Sfascio Pd: è partito il conto alla rovescia
Naturalmente, l’inconsistenza attuale del partito che dovrebbe esprimere la vocazione maggioritaria del riformismo italiano deriva in primo luogo dalle forme e dai modi che ne hanno segnato l’atto stesso di nascita. Fusione fredda tra apparati di due partiti già di per sé in evidente crisi di rappresentatività sociale, finta competizione tra candidati a una leadership in realtà stabilita in anticipo (con il risultato di trasformare in una pagliacciata le primarie, e quindi con il rischio serio di screditare sul nascere uno strumento di partecipazione democratica inedito per l’Italia). Di fronte a questo spettacolo la sola domanda da farsi è con quale coraggio i suoi organizzatori lo hanno allestito e proposto all’elettorato italiano, con quale mistura di dilettantismo politico e arroganza intellettuale hanno potuto pensare di presentarlo come una risposta credibile alla disintegrazione del centrosinistra, e magari in questo modo di vincere le elezioni.
Non si sa. È nota solo l’insistenza con cui tutti i dirigenti del Pd hanno cercato di deformare la realtà di un’epocale sconfitta elettorale, negandola dietro a una soddisfazione di cartapesta per aver superato la soglia decisiva del trenta per cento. Davvero un successo, considerato che si tratta di una cifra inferiore alla somma dei voti di Ds e Dl separati, e ottenuta per di più cancellando quasi del tutto le forze della sinistra radicale.

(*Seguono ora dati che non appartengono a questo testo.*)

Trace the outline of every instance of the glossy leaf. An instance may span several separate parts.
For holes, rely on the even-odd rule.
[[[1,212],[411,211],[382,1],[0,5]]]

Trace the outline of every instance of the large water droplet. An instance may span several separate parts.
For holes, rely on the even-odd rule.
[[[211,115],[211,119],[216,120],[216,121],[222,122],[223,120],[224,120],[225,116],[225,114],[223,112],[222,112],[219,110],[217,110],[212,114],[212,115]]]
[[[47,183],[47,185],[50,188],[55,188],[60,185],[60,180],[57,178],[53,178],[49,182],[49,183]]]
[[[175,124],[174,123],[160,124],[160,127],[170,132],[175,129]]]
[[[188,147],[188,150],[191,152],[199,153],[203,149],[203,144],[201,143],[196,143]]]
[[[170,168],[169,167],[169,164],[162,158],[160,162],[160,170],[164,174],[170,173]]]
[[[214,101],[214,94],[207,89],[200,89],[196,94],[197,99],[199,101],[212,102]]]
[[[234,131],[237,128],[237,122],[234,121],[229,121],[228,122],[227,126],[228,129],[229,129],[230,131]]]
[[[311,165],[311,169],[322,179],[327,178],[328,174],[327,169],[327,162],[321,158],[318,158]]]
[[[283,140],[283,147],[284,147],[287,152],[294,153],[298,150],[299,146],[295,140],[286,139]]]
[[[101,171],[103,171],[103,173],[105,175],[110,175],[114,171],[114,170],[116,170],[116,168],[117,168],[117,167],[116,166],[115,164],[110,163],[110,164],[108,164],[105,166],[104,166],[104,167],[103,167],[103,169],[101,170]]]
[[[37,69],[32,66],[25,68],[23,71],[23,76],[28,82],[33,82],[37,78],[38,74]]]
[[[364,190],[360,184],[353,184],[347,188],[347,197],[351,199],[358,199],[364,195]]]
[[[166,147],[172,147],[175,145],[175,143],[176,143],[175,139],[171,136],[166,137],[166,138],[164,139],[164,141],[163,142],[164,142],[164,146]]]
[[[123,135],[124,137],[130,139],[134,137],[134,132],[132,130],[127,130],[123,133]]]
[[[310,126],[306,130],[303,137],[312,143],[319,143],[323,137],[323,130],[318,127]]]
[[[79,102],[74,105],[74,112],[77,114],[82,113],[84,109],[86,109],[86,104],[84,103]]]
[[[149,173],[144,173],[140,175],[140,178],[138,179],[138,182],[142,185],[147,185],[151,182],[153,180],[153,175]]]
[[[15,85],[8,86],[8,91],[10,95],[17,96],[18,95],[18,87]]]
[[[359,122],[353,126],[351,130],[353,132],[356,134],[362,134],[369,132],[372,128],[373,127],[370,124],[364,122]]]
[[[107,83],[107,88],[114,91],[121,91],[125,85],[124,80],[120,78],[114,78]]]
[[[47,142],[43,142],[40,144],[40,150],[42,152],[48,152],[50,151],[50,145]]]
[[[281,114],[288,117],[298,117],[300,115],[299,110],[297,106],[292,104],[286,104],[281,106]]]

È sotto gli occhi di tutti quanto spudoratamente si sia evitato l’unico antidoto possibile al declino, e cioè un bagno collettivo di autocritica. Al posto di ammettere la disfatta, considerandola non come una battuta d’arresto episodica ma come la bocciatura decretata dal Paese a un’intera storia, invece di riconoscere francamente il suo valore periodizzante proprio perché in un certo senso azzerante, in che cosa si sono prodotti i maggiori leader del Pd?
Dunque, Veltroni è fin dall’inizio protagonista di una linea schizofrenica che resta chiusa per mesi in silenzi indecifrabili quanto imbarazzanti per sbottare all’improvviso in polemiche contro il governo inevitabilmente casuali e senza costrutto, o in scatti di rabbia cieca tipo quella che ha decapitato il duo Padellaro-Colombo all’“Unità” e portato alla direzione del giornale Concita De Gregorio.
D’Alema si è trasformato in una creatura sempre più sulfurea e contorta, del tutto incomprensibile alla maggior parte degli italiani, stritolatasi alla fine con gli stessi alambicchi con cui ha cercato per anni di costruire la pietra filosofale della politica italiana, quella “cosa” misteriosa che esiste dappertutto nel mondo e solo in Italia a quanto pare nessuno riesce a impiantare: un moderno partito socialdemocratico.
Di Rutelli in questo momento si può dire che lavora come le patate sott’acqua, ma forse inaspettatamente è quello che sta giocando con più astuzia la partita: formale appoggio alla non-linea di Veltroni, dando al contempo per già avvenuta la fine del Pd e perciò cercando in Casini il ramo cui aggrapparsi quando l’albero cadrà per terra al primo soffio di vento.
Mentre di Fassino c’è da dire poco o nulla, è definitivamente evaporato dopo essere stato l’unico segretario di partito nella storia politica europea a non aver voluto o saputo crearsi una propria corrente, perfetto esempio di generale senza esercito.
Ora shakerate il tutto. Perché, forse per omaggiare anche in questo la specificità integrale della politica italiana rispetto a ciò che è normale e prevedibile nel resto del mondo, i quattro spaventapasseri del Pd non hanno fatto quadrato per cercare di salvare la comune nave che affonda in mezzo al maremoto, non hanno avuto quel riflesso di autodifesa omertosa e corporativa da onorata società colpita al cuore come sarebbe stato ovvio aspettarsi. No, si sono scagliati uno contro l’altro con perfidia e ferocia inaudite, e abbiamo avuto così una carrellata non sai se più scioccante o deprimente di coltellate alla schiena tra gente che si conosce da una vita.
Questa scena di macelleria spietata e fratricida ha rappresentato naturalmente un ulteriore ostacolo alla discussione aperta dentro al partito. Nessuno ufficialmente sa che cosa pensi l’altro, è tutto un cigolare di porte e uno spiare dietro l’angolo in questo clima ambiguo e complottesco da corte ottomana, mentre il ticchettio della bomba manda a tutti i nervi in pezzi anche se nessuno si sogna di prenderla e buttarla fuori dalla finestra. L’esplosione è fissata per le europee del 2009 e c’è solo da sperare nella sua potenza.